47 Alla luce delle considerazioni che precedono occorre concludere che il Regno Unito di Gran Bretagna e Irlanda del Nord, avendo applicato ai lavoratori il cui orario di lavoro in parte non è misurato o predeterminato, o può essere fissato dal lavoratore stesso, la deroga prevista all’art. 17, n. 1, della direttiva 93/104 e non avendo adottato i provvedimenti necessari per l’attuazione dei diritti al riposo giornaliero e settimanale dei lavoratori, è venuto meno agli obblighi ad esso incombenti in forza degli artt. 17, n. 1, 3 e 5 di tale direttiva.
Sulle spese
48 A norma dell’art. 69, n. 2, del regolamento di procedura, la parte soccombente è condannata alle spese se ne è stata fatta domanda. Poiché la Commissione ne ha fatto domanda, il Regno Unito, rimasto soccombente, deve essere condannato alle spese.

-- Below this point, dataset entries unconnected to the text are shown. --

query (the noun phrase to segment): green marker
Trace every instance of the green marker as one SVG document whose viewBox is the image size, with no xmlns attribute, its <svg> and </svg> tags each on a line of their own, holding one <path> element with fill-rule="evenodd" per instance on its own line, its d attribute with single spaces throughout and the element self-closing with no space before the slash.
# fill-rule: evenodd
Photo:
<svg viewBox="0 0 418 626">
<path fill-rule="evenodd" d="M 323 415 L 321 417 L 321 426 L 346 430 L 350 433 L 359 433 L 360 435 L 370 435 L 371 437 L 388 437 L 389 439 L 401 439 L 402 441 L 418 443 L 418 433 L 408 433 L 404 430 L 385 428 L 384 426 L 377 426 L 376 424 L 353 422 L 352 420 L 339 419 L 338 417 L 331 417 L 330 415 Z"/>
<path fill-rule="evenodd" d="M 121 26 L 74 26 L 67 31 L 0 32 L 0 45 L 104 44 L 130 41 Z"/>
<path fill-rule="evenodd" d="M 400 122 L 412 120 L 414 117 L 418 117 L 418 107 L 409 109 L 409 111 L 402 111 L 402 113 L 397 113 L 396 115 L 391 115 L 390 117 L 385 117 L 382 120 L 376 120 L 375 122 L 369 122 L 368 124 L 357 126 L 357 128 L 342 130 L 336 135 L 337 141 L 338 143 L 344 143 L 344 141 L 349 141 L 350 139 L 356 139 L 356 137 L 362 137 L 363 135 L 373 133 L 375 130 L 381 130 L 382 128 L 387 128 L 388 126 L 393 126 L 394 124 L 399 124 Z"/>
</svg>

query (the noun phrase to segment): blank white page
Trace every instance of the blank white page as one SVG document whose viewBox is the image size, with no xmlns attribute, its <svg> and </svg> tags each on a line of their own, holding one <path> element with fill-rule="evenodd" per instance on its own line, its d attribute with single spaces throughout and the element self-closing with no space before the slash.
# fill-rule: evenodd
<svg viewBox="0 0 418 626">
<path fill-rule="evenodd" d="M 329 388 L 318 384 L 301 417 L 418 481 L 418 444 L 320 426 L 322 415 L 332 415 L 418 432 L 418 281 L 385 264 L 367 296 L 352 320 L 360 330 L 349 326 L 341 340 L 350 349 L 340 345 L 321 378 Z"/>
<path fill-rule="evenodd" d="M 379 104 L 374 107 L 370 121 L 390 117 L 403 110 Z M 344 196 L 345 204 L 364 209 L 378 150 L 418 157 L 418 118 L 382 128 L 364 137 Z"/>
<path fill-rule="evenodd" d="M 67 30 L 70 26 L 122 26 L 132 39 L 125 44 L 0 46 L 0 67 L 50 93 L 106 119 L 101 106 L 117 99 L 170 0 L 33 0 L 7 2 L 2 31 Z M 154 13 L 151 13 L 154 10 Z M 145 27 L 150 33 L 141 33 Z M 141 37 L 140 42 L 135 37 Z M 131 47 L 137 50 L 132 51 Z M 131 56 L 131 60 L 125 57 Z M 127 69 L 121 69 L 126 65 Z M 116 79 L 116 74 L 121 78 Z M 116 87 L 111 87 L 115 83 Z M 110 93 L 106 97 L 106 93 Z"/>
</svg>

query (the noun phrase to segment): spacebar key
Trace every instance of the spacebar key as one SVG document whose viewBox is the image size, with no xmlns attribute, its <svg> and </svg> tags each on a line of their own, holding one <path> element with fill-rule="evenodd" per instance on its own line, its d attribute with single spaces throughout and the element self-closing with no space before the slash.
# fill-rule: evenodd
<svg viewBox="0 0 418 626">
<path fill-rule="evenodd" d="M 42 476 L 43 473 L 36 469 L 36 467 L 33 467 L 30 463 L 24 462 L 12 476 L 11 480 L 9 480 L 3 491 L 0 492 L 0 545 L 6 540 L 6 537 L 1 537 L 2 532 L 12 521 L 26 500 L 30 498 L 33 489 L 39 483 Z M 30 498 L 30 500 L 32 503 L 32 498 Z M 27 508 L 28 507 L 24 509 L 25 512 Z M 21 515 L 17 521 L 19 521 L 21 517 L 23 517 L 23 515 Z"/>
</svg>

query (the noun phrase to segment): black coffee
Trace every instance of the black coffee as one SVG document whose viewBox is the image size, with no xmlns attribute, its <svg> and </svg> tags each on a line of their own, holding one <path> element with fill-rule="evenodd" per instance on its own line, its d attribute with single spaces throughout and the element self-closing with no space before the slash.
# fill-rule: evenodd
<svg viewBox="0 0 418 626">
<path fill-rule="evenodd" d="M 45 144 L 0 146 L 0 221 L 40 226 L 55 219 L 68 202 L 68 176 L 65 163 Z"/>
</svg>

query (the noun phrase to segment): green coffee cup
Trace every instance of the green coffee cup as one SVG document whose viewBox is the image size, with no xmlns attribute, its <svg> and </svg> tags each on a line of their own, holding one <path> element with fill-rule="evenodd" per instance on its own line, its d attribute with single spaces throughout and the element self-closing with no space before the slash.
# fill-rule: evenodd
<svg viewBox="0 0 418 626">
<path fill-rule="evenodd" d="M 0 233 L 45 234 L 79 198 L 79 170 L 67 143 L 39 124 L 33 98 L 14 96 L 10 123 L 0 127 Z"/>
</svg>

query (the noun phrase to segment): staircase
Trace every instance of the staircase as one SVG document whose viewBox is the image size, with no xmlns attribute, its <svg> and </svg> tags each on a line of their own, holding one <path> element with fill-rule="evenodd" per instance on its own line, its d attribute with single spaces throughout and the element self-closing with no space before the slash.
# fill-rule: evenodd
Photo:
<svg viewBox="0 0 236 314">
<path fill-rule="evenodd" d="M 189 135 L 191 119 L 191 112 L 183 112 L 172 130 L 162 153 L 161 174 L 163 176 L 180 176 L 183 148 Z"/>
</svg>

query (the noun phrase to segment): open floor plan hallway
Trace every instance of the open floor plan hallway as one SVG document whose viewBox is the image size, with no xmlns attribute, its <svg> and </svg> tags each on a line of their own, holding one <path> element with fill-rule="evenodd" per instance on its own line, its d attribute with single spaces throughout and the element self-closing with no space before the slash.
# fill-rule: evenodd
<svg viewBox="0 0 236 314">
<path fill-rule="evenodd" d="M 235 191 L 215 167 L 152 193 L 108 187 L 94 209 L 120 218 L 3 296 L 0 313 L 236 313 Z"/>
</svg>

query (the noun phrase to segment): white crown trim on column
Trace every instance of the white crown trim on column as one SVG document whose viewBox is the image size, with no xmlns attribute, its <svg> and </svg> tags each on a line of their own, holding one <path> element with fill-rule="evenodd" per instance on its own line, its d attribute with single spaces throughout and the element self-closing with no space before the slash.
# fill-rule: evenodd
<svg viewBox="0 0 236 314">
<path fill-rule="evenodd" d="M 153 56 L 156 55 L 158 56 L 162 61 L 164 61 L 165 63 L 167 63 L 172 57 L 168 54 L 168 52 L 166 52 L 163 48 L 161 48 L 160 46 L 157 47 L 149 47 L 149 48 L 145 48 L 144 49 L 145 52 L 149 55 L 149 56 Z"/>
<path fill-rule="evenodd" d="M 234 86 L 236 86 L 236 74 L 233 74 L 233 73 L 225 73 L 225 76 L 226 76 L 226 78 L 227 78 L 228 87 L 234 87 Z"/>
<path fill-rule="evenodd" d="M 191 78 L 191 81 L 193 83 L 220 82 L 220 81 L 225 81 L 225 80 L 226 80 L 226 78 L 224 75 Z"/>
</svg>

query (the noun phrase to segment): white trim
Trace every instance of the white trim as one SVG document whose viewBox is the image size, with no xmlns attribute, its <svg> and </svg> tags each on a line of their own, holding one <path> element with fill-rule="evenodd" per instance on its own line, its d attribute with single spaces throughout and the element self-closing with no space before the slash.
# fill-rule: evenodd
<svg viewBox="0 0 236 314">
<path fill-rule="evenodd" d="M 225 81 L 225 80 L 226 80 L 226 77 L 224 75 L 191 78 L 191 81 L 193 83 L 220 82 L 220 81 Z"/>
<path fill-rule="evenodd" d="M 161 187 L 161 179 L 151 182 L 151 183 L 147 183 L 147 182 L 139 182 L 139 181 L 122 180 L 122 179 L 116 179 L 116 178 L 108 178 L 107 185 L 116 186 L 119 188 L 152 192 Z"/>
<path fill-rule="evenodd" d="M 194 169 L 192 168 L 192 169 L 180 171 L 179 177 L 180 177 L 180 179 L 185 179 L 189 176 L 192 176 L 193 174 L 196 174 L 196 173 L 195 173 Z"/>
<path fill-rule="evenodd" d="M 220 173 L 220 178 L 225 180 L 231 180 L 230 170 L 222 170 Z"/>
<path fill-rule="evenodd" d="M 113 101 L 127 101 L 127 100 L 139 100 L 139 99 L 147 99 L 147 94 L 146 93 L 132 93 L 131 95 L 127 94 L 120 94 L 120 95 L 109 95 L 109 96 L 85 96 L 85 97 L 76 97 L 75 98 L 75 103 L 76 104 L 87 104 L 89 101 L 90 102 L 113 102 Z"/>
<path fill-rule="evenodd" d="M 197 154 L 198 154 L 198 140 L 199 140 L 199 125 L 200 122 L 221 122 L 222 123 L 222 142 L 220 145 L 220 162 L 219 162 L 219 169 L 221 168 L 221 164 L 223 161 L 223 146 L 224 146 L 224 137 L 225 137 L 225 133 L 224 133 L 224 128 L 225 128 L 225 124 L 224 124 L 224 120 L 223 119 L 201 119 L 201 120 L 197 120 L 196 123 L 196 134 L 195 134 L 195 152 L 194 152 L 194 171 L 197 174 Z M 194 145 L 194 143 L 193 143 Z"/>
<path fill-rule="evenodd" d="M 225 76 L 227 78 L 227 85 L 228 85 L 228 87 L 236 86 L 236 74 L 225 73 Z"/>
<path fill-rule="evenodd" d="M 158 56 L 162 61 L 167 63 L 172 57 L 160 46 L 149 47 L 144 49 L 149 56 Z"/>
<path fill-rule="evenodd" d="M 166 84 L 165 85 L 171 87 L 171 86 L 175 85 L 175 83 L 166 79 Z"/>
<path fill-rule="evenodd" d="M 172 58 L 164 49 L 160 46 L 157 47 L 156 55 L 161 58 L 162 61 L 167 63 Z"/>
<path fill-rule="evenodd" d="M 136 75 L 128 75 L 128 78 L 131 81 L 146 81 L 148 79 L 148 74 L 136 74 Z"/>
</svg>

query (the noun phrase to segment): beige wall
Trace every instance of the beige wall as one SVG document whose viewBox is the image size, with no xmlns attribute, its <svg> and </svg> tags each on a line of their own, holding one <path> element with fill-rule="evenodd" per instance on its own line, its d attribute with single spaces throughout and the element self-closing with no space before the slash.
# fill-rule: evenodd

Per questi motivi, la Corte (Terza Sezione) dichiara e statuisce:
1) Avendo applicato ai lavoratori il cui orario di lavoro in parte non è misurato o predeterminato, o può essere fissato dal lavoratore stesso, la deroga prevista dall’art. 17, n. 1, della direttiva del Consiglio 23 novembre 1993, 93/104/CE, concernente taluni aspetti dell’organizzazione dell’orario di lavoro, come modificata dalla direttiva del Parlamento europeo e del Consiglio 22 giugno 2000, 2000/34/CE, e non avendo adottato i provvedimenti necessari per l’attuazione dei diritti al riposo giornaliero e settimanale dei lavoratori, il Regno Unito di Gran Bretagna e Irlanda del Nord è venuto meno agli obblighi ad esso incombenti in forza degli artt. 17, n. 1, 3 e 5 di tale direttiva.
2) Il Regno Unito di Gran Bretagna e Irlanda del Nord è condannato alle spese.